My husband likes to accuse me of regularly losing things. I prefer to use the term misplace. I set my things in one location, and then I forget which location that was...and then I search around until either my memory returns or the items appear. And they (almost) always appear, which means that I didn't actually lose them.
For something to truly be lost, I would have to be permanently deprived of it - cease to have or retain it. And usually, if the item is important or necessary enough, I take the time and trouble to make sure I don't lose it. I hold on to the things I need, like my keys, my wallet, my smart phone.
But this Lent, I have been meditating more on those "things I need" and how I hold on to them. I have been freshly challenged by the shocking declaration that Jesus made to people who wanted to follow him:
“If any of you wants to be my follower, you must turn from your selfish ways, take up your cross, and follow me. If you try to hang on to your life, you will lose it. But if you lose your life for my sake, you will save it. And what do you benefit if you gain the whole world but lose your own soul? Is anything worth more than your soul?"
LOSE my LIFE?!? Be permanently deprived of it - cease to have - cease to retain it? On purpose? What on earth does that mean? And WHY would I ever do that?
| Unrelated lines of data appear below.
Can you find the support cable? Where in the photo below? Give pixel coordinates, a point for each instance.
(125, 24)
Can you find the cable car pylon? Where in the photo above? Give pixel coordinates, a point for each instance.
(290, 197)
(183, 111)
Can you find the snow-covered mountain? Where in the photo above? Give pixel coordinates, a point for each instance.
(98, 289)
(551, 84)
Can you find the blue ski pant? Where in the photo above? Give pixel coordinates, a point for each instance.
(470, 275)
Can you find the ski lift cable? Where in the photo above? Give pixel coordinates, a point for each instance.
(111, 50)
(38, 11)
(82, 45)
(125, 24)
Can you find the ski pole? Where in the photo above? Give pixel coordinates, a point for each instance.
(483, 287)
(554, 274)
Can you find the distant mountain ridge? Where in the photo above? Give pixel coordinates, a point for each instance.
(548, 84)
What's interesting about these words from Jesus is that he is actually playing into our own self interest. He knows that we want to hold onto our lives, that we care about our own self-preservation. So he doesn't just say, if you want to follow me, you have to be willing to suffer (my paraphrase of his first sentence). Who would ever say, "stop thinking about myself? head straight to an excruciating death sentence? YEAH! sign me up for that!"?
Instead, he says - following me means suffering. Now. But if you are willing to face that, if you can give up your physical life, then you will gain eternal life. And what is more valuable than that? Jesus was saying these words not just to us, but to himself, for he knew exactly what he was doing on earth and where he was headed. He was reminding himself - and us - that suffering comes before glory.
He encourages me to lose my life and not be worried about the loss, for any trouble that's caused by letting go of my life is light and momentary, and produces for me an eternal weight of glory FAR beyond all comparison. Jesus both taught and modeled that I should not look at [strive for] the things I can see, but instead, at the things I cannot (yet) see. For the things right in front of me are temporal [transient, here-today-gone-tomorrow], but the things which I have not yet seen are eternal [will last forever].
This Lent, I am asking myself: have I truly lost my life?
* do I try to control my day, my money, my time - or do I freely give it away?
* do I make choices that take care of me - or do I look out for others first?
* do I complain when things don't go my way - or am I thankful for the opportunity to make sacrifices?
* am I trying to hang on to my life - or can I give it up so Jesus can lead?
* * * * * * * *
What about you? How do you respond to Jesus' words? What does "losing your life" mean to you?